Malapropism: An Overview


‘Mal’ is originally a French prefix which means ‘ill’ and ‘aprop’ means ‘to the purpose’. Malapropism is the wrong use of similar sounding word that results in a nonsensical and humorous expression

Mrs. Malaprop is  a character in Richard Brinsley Sheridan’s famous play, The Rivals.  She is famous for her notorious use of words or phrases which gives her a special status representing a new form of entertaining verbal felicity. The oddity of Mrs. Malaprop’s language is popularly known as Malapropism which has become a subject of discussion in English philology.
What Mrs. Malaprop says
What Mrs. Malaprop wants to mean

Common Example:
Malapropism is a common phenomenon in our daily life.

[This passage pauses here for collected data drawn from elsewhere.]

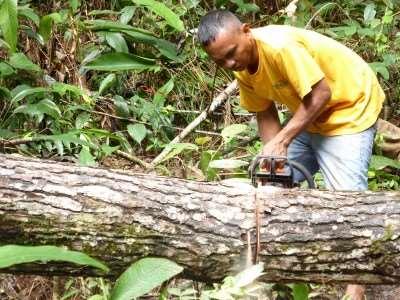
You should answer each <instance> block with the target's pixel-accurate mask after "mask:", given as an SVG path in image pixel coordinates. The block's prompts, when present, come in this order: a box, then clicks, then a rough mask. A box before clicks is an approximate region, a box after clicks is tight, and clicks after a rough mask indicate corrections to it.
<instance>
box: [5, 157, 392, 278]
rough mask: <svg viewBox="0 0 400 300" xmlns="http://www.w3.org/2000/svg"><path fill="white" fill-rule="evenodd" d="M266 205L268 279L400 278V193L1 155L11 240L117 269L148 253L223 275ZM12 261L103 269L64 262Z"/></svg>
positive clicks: (253, 230)
mask: <svg viewBox="0 0 400 300" xmlns="http://www.w3.org/2000/svg"><path fill="white" fill-rule="evenodd" d="M256 198H257V199H258V200H257V201H258V202H259V205H260V207H261V210H260V211H261V229H260V232H261V239H260V240H261V251H260V253H259V258H260V261H262V262H263V263H264V265H265V276H264V277H263V280H265V281H273V282H288V281H289V282H292V281H310V282H324V283H328V282H360V283H367V284H382V283H389V284H392V283H398V282H399V280H400V254H399V252H400V239H399V233H400V193H398V192H375V193H373V192H363V193H358V192H328V191H319V190H297V189H292V190H288V189H277V188H272V187H263V188H260V189H259V190H258V191H256V190H255V189H254V188H253V187H252V186H251V185H249V184H246V183H240V182H235V181H226V182H222V183H219V184H218V183H204V182H194V181H187V180H180V179H174V178H166V177H157V176H151V175H144V174H133V173H130V174H128V173H124V172H120V171H114V170H104V169H97V168H87V167H77V166H72V165H67V164H62V163H59V162H52V161H44V160H36V159H31V158H25V157H21V156H11V155H0V244H2V245H5V244H20V245H23V244H26V245H58V246H61V245H62V246H66V247H68V248H69V249H71V250H78V251H84V252H85V253H87V254H89V255H91V256H93V257H95V258H98V259H100V260H102V261H104V262H105V263H106V264H107V265H108V266H109V267H110V268H111V270H112V272H111V274H110V275H111V276H115V275H118V274H119V273H121V272H122V271H123V270H124V269H126V268H127V267H128V266H129V265H130V264H131V263H132V262H133V261H135V260H137V259H139V258H141V257H144V256H160V257H167V258H170V259H172V260H174V261H175V262H177V263H178V264H180V265H182V266H183V267H185V273H184V276H185V277H188V278H193V279H196V280H201V281H208V282H211V281H217V280H220V279H221V278H223V277H225V276H226V275H228V274H230V273H231V272H232V271H238V270H239V269H240V268H242V267H243V265H244V264H245V263H246V257H247V256H248V254H249V253H246V252H247V250H248V246H247V236H248V233H250V235H251V243H252V245H251V246H252V247H253V248H254V245H255V212H254V209H255V199H256ZM3 272H12V273H34V274H57V275H99V273H96V272H95V271H94V270H92V269H90V268H81V267H74V266H71V265H69V266H66V267H60V265H59V264H58V265H57V264H51V263H49V264H46V265H19V266H16V267H14V268H13V269H7V270H3Z"/></svg>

1) You lead the way and we'll precede. (proceed)

2) Having one wife is called monotony. (monogamy)
3) Good punctuation means not to be late. (punctuality)

Literary Example:

William Shakespeare uses malapropism in his plays as well. Look at the following example of malapropism uttered by Constable Dogberry in Act III Scene 5 of “Much Ado About Nothing”:

“Our watch, sir, have indeed comprehended two auspicious persons.”

Here the use of ‘comprehended’ for ‘apprehended’ and ‘auspicious’ for ‘suspicious.’

Malapropism is the direct influence of the Latin and Greek words after Renaissance. The half educated people were tempted to use such way which laid to ridiculous mistakes.

The effect of Malpropism as Sheridan employed is to raise the feeling of ludicrousness. It also acts the farcical element in rhetoric. Although it is considered an error in speech, malapropism is a great source of humour in both everyday life as well as literature.